Re-elected president calls for improved relations between Tbilisi and Moscow.

Mikhail Saakashvili
Saakashvili won snap election on January 5
After taking the oath, Saakashvili watched a parade of soldiers, tanks and heavy artillery roll down Rustaveli Avenue, Tbilisi’s main thoroughfare, as fighter jets flew overhead.

“We have to provide a counterweight to the masquerade that is taking place on Rustaveli Avenue,” Constantine Gamsakhurdia, an opposition leader told the crowd.

“We will not give up our fight.”

Russian relations

Saakashvili told the crowd of thousands of supporters and foreign dignitaries at the inauguration that he wanted his second term to see an improvement in relations with Russia.

Tbilisi and Moscow were frequently at odds during his first term as he moved to bring the former Soviet Union state into Nato and the European Union.
  

“Our European orientation is not directed against the interests of any country”

Mikhail Saakashvili, Georgian president
In the next five years “we will reach out to our friend Russia”,  Saakashvili said, while vowing to push ahead with his pro-Western policies.
  
“Our European orientation is not directed against the interests of any country,” he said.

Sergei Lavrov, the Russian foreign minister, was among the delegates at the ceremony.

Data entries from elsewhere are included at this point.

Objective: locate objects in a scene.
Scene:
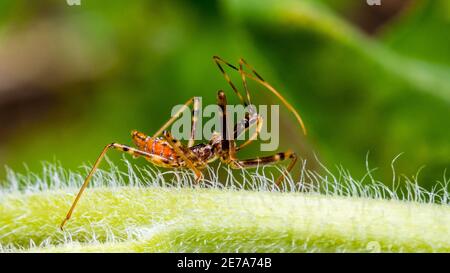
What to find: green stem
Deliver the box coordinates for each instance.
[1,186,449,252]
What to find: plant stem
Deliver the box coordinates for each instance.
[1,186,449,252]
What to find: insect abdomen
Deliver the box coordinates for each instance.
[147,138,176,159]
[132,130,180,165]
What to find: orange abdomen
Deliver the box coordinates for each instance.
[132,130,177,160]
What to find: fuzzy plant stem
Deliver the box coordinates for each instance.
[1,185,450,252]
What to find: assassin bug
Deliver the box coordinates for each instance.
[60,56,307,230]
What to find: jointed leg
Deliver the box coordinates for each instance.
[213,57,268,154]
[240,59,307,135]
[213,56,261,106]
[217,90,237,161]
[227,150,298,186]
[162,130,203,182]
[218,89,262,156]
[151,96,204,181]
[277,151,298,186]
[213,56,249,106]
[238,58,265,82]
[213,57,303,185]
[153,97,195,138]
[238,59,252,105]
[153,96,200,147]
[234,58,262,149]
[188,97,201,148]
[233,111,263,151]
[213,56,307,135]
[60,143,154,230]
[214,56,260,151]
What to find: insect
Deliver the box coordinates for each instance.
[60,56,307,230]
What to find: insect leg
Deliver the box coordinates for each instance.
[238,58,253,105]
[213,56,249,106]
[188,97,201,148]
[218,91,262,157]
[234,58,263,150]
[217,90,237,161]
[214,57,261,151]
[235,114,264,151]
[60,143,153,230]
[214,56,307,135]
[162,130,204,183]
[153,97,195,138]
[227,150,298,186]
[241,58,307,135]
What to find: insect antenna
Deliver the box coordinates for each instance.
[213,56,307,135]
[246,69,307,135]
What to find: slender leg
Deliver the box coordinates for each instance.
[238,58,253,105]
[153,97,195,138]
[218,89,262,155]
[235,115,263,151]
[188,97,201,148]
[217,90,237,161]
[60,143,155,230]
[213,56,307,135]
[213,56,249,106]
[213,56,255,106]
[153,96,200,148]
[227,151,298,186]
[234,58,263,149]
[162,130,203,182]
[213,57,269,155]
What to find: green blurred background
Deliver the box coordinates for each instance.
[0,0,448,189]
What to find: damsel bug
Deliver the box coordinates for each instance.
[60,56,307,229]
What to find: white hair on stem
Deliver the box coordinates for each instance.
[0,155,449,252]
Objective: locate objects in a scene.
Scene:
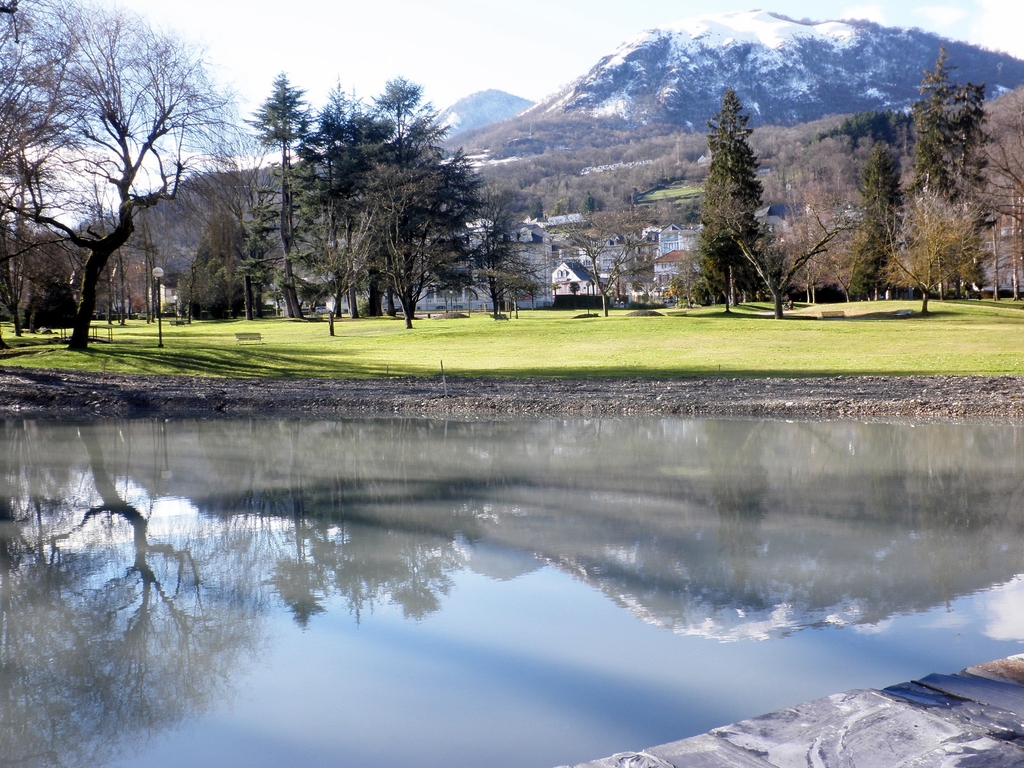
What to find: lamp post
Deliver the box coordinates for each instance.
[152,267,164,348]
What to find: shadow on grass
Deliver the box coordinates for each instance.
[5,344,973,379]
[45,344,370,378]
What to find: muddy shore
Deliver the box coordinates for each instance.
[2,368,1022,421]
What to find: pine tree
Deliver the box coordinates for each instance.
[296,86,387,319]
[363,79,480,329]
[251,73,311,318]
[911,46,987,203]
[852,143,903,296]
[699,88,763,310]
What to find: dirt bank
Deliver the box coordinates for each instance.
[2,369,1022,421]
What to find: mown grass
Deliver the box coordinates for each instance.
[638,184,703,203]
[1,300,1023,379]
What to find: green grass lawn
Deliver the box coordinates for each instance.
[1,300,1023,379]
[637,184,703,203]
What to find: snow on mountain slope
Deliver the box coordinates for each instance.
[525,10,1024,127]
[659,10,856,50]
[439,89,534,136]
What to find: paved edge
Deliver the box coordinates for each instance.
[559,654,1024,768]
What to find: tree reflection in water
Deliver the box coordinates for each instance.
[0,426,265,768]
[2,418,1024,766]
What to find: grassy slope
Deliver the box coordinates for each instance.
[1,301,1023,379]
[638,184,703,203]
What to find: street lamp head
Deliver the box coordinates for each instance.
[152,267,164,279]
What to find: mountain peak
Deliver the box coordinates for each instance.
[526,11,1024,127]
[439,89,533,136]
[656,10,857,50]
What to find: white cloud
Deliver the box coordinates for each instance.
[840,5,887,24]
[985,577,1024,641]
[970,0,1024,58]
[914,4,970,27]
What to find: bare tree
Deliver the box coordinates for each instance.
[2,1,229,348]
[985,87,1024,300]
[556,209,653,316]
[471,187,533,318]
[887,192,984,314]
[732,199,853,319]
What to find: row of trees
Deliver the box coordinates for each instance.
[0,1,536,348]
[6,2,1024,348]
[697,47,1024,318]
[0,0,229,348]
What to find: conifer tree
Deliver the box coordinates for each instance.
[297,86,387,319]
[362,79,480,329]
[852,143,903,296]
[699,88,763,310]
[911,46,987,203]
[251,73,310,318]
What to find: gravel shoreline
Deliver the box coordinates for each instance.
[2,368,1023,421]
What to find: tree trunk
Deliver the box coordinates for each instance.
[772,289,784,319]
[993,227,1000,301]
[144,250,152,324]
[119,255,127,324]
[366,280,380,316]
[385,287,396,317]
[921,290,930,315]
[724,266,733,313]
[69,247,117,349]
[244,274,254,320]
[399,291,416,329]
[281,258,302,318]
[601,291,608,317]
[106,268,113,325]
[349,285,359,319]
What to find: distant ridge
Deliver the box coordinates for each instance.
[439,89,534,135]
[522,10,1024,127]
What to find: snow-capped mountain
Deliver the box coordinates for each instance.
[439,89,533,135]
[527,10,1024,127]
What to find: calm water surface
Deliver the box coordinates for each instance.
[2,418,1024,768]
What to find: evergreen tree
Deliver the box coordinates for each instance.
[699,88,763,310]
[296,86,387,319]
[363,79,480,329]
[251,73,311,318]
[852,143,903,296]
[910,46,987,203]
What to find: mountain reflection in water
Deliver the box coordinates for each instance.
[1,418,1024,768]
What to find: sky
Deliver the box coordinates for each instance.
[105,0,1024,115]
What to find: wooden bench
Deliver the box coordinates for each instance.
[894,309,912,317]
[58,325,114,342]
[234,332,263,344]
[819,310,846,319]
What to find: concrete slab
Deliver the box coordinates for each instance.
[647,734,772,766]
[917,673,1024,715]
[559,658,1024,768]
[712,689,1023,767]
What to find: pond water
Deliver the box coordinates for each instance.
[2,417,1024,768]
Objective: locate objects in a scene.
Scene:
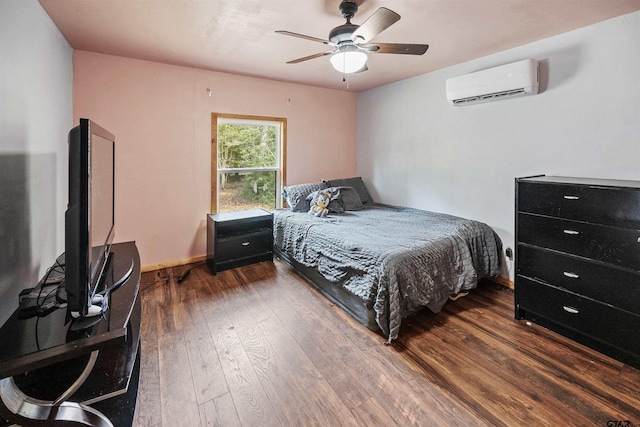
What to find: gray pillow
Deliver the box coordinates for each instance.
[325,177,373,205]
[329,186,363,211]
[283,181,328,212]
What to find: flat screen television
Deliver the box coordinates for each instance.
[65,118,115,318]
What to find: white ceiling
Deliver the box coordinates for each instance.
[38,0,640,92]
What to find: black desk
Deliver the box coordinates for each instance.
[0,241,141,427]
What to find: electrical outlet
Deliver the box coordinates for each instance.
[505,247,513,261]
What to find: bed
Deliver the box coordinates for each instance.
[275,177,503,342]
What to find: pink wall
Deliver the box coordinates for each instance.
[73,50,357,269]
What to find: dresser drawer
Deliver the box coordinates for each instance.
[216,230,272,263]
[517,244,640,313]
[518,213,640,270]
[518,182,640,229]
[516,277,640,355]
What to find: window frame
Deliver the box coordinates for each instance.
[211,113,287,214]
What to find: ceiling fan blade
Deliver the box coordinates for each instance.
[350,7,400,44]
[286,51,334,64]
[368,43,429,55]
[275,30,329,45]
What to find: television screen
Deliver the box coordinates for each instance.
[89,132,115,285]
[65,119,115,318]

He is the highest-ranking Kremlin official to visit Tbilisi since a spy row in 2006.

The Interfax news agency reported on Sunday that Russia was considering lifting sanctions imposed on Georgia. 

“We are ready to consider the cancellation of the remaining restrictions,” Lavrov was quoted as saying during a meeting with Georgia’s Orthodox Christian Patriarch Ilya II.
  
He said it marked a “not-insignificant step in the development of our relations”.

Economic reforms

Although the opposition backs Saakashvili’s pro-Western policies, it accuses him of authoritarian tendencies and forgetting impoverished Georgians who have been left behind in the free-market reforms he has implemented since the so-called Rose Revolution in 2003.

“My foremost goal is the prosperity of every Georgian family. My goal is to beat poverty,” Saakashvili said. 

But opposition protesters across the city were convinced that nothing would change if Saakashvili remained president.

“We are tired of the government, it only cares about the privileged,” a protester said.

January’s snap election was called after Saakashvili ordered police to crush anti-government protests in November.